I slip my shoes from my feet and allow my toes to sink in the sand as I absorb the morning’s beauty. Sea gulls scream overhead and the foam lip of the water slides toward me and then away, over and over in a rhythmic cadence that soothes me. I am staring at the horizon absently as I walk back toward the house when I hear my name.
I look up to find Adrian walking toward me. He is freshly showered and in clean clothing and most importantly, he has emerged from the cave. That can only mean one thing: That Luca has too. Adrian wouldn’t leave him there.
I run toward him, drawing to a stop when I reach him.
“He’s out?” I ask breathlessly.
“Yes,” Adrian nods. “He never had an episode and so he finally decided it was safe to return to the house. For now, anyway. But we’ll need to keep a close eye. He says he doesn’t feel like himself, that he hasn’t for weeks. I don’t know what to make of it.”
I see the pain on Adrian’s face now, something that I haven’t noticed before because I was so immersed in my own.

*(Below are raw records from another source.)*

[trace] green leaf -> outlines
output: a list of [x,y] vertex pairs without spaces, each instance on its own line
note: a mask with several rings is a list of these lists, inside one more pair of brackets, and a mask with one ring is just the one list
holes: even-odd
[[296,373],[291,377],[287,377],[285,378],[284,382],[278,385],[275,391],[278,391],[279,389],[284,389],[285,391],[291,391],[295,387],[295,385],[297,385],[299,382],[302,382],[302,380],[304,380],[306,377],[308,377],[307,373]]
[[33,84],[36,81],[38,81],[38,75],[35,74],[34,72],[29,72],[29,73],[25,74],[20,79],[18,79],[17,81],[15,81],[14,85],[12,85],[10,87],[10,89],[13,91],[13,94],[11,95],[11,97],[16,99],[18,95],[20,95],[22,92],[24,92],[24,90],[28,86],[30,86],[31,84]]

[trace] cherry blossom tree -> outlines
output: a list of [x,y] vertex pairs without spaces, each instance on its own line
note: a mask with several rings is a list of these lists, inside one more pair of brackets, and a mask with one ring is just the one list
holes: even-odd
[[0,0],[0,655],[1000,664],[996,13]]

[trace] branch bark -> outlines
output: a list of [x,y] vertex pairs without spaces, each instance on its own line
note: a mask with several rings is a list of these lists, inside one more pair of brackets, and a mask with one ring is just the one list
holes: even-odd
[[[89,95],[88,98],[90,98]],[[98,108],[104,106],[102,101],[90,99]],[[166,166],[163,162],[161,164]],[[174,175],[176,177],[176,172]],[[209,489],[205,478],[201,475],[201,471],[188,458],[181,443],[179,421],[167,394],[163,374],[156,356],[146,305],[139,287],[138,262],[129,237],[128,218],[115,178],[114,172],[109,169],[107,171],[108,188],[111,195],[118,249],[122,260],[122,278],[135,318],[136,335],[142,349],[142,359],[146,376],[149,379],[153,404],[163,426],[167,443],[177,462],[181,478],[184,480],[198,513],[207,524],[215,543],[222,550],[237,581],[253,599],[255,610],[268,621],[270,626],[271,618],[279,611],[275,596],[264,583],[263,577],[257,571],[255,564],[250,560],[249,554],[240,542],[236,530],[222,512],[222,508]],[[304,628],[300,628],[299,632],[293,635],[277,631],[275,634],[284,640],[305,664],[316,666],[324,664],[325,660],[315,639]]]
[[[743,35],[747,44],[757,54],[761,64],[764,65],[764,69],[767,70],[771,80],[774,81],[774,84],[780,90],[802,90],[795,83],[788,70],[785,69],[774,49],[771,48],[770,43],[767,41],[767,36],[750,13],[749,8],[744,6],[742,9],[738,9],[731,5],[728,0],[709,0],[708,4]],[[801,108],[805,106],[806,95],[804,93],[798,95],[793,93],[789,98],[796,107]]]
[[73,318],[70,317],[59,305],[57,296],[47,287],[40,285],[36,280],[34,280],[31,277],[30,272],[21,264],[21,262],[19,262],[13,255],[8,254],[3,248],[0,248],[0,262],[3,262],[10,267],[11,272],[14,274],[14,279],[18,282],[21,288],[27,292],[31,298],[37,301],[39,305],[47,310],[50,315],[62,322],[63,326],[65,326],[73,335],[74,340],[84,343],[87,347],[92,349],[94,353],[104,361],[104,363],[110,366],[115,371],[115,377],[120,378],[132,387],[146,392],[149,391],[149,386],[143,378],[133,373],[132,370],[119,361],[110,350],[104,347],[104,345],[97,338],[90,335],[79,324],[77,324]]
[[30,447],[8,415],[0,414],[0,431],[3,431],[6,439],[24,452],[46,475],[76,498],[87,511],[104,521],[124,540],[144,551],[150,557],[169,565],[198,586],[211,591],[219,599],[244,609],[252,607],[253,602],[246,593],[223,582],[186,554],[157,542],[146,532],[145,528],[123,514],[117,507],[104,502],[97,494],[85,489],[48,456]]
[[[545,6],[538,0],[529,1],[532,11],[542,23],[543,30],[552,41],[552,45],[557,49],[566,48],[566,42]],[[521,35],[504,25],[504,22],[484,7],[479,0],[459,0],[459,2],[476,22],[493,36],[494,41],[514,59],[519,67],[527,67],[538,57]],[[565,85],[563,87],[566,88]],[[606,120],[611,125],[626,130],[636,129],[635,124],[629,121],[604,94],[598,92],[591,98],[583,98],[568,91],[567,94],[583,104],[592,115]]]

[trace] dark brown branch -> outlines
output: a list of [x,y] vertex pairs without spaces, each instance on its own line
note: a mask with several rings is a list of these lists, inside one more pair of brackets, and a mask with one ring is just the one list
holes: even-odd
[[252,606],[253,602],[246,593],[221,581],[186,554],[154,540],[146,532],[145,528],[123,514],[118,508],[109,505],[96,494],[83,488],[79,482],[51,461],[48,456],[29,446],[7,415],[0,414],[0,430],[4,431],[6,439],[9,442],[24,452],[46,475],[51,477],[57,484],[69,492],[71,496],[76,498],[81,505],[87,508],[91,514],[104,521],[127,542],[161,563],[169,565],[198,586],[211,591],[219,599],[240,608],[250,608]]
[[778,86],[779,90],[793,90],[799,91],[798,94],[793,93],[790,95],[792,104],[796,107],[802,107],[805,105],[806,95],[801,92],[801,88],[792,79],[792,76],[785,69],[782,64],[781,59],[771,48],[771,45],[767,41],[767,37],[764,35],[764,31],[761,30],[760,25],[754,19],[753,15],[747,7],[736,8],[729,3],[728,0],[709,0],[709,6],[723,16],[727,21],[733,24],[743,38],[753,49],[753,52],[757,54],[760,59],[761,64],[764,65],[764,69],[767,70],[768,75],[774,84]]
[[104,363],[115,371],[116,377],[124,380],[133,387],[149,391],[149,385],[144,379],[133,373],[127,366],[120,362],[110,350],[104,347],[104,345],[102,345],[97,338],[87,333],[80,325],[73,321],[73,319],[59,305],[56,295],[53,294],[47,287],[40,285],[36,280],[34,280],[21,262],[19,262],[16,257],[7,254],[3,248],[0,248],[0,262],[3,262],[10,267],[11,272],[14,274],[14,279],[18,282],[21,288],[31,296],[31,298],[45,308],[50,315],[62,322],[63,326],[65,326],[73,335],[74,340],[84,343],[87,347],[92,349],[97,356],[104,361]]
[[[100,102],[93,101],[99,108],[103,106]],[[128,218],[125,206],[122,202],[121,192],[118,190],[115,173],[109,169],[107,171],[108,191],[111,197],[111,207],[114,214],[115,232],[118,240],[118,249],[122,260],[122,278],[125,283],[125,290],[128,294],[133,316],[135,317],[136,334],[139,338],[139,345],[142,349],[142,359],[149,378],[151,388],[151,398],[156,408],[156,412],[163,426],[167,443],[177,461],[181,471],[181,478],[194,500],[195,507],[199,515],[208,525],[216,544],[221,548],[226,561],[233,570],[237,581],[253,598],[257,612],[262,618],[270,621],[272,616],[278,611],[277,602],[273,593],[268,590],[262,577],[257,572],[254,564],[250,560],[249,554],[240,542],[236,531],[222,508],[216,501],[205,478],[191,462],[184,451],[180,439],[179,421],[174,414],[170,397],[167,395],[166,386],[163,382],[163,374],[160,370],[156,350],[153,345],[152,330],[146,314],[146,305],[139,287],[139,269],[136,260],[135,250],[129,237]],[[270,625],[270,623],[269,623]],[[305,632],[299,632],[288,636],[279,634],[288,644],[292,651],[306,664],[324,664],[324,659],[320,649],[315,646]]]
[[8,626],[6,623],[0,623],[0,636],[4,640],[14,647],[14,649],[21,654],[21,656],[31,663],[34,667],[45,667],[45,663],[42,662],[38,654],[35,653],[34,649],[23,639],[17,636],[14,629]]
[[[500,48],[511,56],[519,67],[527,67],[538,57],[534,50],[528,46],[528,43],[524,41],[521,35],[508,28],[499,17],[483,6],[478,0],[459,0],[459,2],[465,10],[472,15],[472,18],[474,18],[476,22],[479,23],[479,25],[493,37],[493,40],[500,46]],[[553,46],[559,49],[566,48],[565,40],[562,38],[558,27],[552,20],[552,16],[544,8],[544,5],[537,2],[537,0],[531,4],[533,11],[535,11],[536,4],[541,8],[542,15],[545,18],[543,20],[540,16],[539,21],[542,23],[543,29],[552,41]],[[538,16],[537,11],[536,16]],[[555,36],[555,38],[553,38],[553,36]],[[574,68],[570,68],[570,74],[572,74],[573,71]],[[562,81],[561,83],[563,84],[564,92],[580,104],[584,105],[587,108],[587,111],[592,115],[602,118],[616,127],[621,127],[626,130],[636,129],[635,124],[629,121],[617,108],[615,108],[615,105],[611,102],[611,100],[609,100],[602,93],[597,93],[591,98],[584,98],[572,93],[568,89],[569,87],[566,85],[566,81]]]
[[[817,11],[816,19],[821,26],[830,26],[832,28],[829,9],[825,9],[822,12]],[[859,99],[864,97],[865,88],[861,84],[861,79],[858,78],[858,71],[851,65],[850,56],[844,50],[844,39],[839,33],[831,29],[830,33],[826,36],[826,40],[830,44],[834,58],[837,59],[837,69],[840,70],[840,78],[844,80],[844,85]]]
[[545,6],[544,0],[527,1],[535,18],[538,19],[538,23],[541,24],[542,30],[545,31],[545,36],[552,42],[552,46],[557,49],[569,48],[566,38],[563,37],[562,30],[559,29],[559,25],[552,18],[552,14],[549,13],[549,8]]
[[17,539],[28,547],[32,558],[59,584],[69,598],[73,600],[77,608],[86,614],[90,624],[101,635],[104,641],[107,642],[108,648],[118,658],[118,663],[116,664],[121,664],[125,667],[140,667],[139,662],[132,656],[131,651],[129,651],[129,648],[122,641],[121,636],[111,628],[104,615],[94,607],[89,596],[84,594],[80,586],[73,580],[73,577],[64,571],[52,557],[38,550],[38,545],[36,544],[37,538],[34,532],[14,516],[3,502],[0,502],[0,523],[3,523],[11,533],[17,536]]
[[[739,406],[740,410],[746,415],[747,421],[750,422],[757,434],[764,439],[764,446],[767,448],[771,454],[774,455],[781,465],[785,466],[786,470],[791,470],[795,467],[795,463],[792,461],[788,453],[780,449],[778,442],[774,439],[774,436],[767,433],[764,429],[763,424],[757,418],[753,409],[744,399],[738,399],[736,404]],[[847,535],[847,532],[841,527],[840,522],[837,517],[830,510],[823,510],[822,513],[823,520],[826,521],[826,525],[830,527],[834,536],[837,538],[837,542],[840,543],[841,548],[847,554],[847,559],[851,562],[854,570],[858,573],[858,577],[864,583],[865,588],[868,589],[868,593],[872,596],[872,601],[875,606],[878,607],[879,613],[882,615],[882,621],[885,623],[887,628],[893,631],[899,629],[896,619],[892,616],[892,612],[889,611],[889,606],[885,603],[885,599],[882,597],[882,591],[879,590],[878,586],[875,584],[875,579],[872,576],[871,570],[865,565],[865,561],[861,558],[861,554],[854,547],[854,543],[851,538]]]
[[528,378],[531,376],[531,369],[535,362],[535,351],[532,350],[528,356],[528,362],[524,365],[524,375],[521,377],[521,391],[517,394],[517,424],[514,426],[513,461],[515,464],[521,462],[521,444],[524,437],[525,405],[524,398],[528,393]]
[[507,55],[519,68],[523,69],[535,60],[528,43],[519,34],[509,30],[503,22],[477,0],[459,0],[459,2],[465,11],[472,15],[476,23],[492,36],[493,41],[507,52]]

“This must be hard for you,” I observe, reaching out to touch his arm. “You love him, too.”
Adrian nods. “He’s like my brother,” he answers. “I don’t know what to do for him.”
“I don’t either,” I admit. “And it’s killing me.”
He looks at me now, really examines me, and he looks surprised.
“Eva, you look horrible. You’ve got to get some rest. You can’t help him if you run yourself into the ground.”